Немец закрыл лицо руками:
— Майн готт! Мы могли так легко прорваться!
— Не сокрушайтесь, герр майор. Вы поступили правильно. Теперь очевидно, войну вы проиграли. Так у вас есть хотя бы шанс выжить. А иначе вам конец. Всего нас было триста пятьдесят, мы дрались, и вам пришлось сдаться. Это уже когда бой шел вовсю. Считайте, что вы сдались не нам, а французскому народу, а перед народом любой захватчик бессилен. Слабое утешение, но все-таки... не правда ли, герр майор?
Вот тут-то пришел часовой, привел женщину из Эстиварея, которая рассказала о сожженных домах, об изнасиловании, обо всем.
Массат побледнел.
— Выстроить пленных па плацу. Всех, кто может опознать насильников и поджигателей, сюда. Немедленно.
И потом, когда выяснилось, что среди восемнадцати нелюдей был немец в чине капитана, вот тогда командир одного из макизарских отрядов и завел велеречивый разговор о правосудии для всех пленных. Тогда и взорвался обычно спокойный и выдержанный Массат...
Подобные споры возникали и в отряде, особенно не унимался Маре. Самоуверенный, даже безапелляционный в своих речах, он откровенно недолюбливал коммунистов, и, хотя Массат запретил политические дискуссии, чтобы не сеять среди партизан взаимного недоверия, Антуан однажды едва не сцепился с Маре, опять пустившимся в патетические рассуждения о французских традициях и подлинной власти, единственным полноправным представителем которой он считал генерала де Голля..
— Де Голль спас Францию, — доказывал Маре. — Если бы не он, не его энергия и ум, не его военное руководство...
— Однако партизанская война во Франции началась по призыву коммунистов.
К согласию они не пришли, и, после очередного обмена словесными аргументами, Антуан просто бросился на Маре. Их разняли, и Маре сказал, переводя дыхание:
— И они еще хотят руководить государством. Надо сначала научиться вести себя.
Антуан снова закипел, но тут обоих вызвали в штаб. Через полчаса из штаба они вышли молчаливые, притихшие.
Больше таких инцидентов не было, хотя споры и продолжались.
Когда разрешился вопрос с пленным капитаном, прозвучал жестокий, праведный приговор, Пако сказал, что ему это надо. Ему надо еще мстить, надо держать крепко оружие, надо нести смерть врагу.
Как долго это будет нам нужно?

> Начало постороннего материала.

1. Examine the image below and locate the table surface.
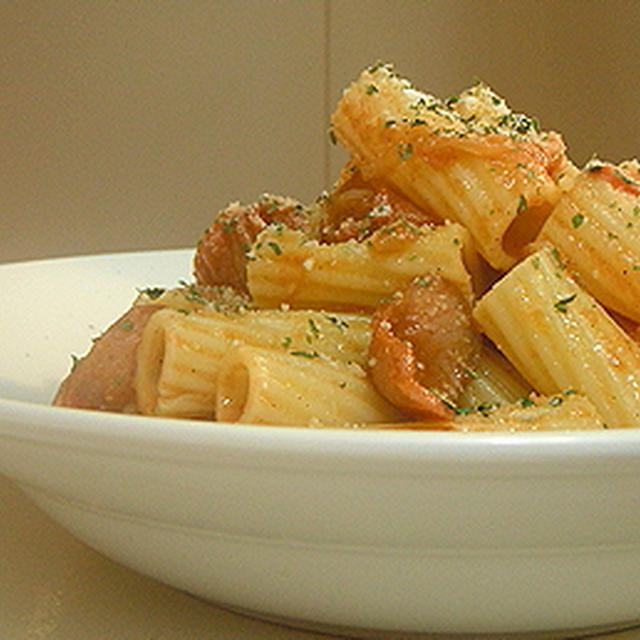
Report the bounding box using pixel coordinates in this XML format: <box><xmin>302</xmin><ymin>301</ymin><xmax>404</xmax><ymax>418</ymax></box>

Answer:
<box><xmin>0</xmin><ymin>476</ymin><xmax>640</xmax><ymax>640</ymax></box>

Убивать, отвоевывая правду у неправды, защищая человечность от зла, отрицая одно бытие ради другого? Куда мчит нас наша юность, наша молодость? Какие волны несут нас в гигантском океане жизни? И куда нас, в конце концов, вынесет прибой?
Есть направленность движения, есть путь, избранный сознательно и твердо. Вот только в жизненном пасьянсе карты ложатся как-то невпопад и игра со смертью слишком сурова, только ожесточаются наши чувства, устает сердце, тяжелеет душа. А мы идем. Идем вперед каменистой дорогой в горах. Кажется, мы шагаем так же беспрерывно, как в те дни под Барселоной, когда выбирались из окружения. Сколько лет миновало с тех пор, а мы идем все той же горной тропинкой, и так же подстерегает нас опасность, караулит смерть, падают рядом товарищи. В любой момент может упасть любой из нас. Что же дальше? Сколько останется в душе Пако той пылкой юности, тех жарких страстей, той веры в грядущее, которую упорно и жестоко ломает страшное сегодня?
Доживем ли мы до победы? И какими? Уже скоро, совсем скоро, уже чувствуется ее дыхание, уже советские войска освободили всю свою страну, бои идут в Польше, Чехословакии, Румынии, Югославии. Скоро конец фашизму. Вот-вот станет свободной Франция. Война закончится. Куда же мы дальше?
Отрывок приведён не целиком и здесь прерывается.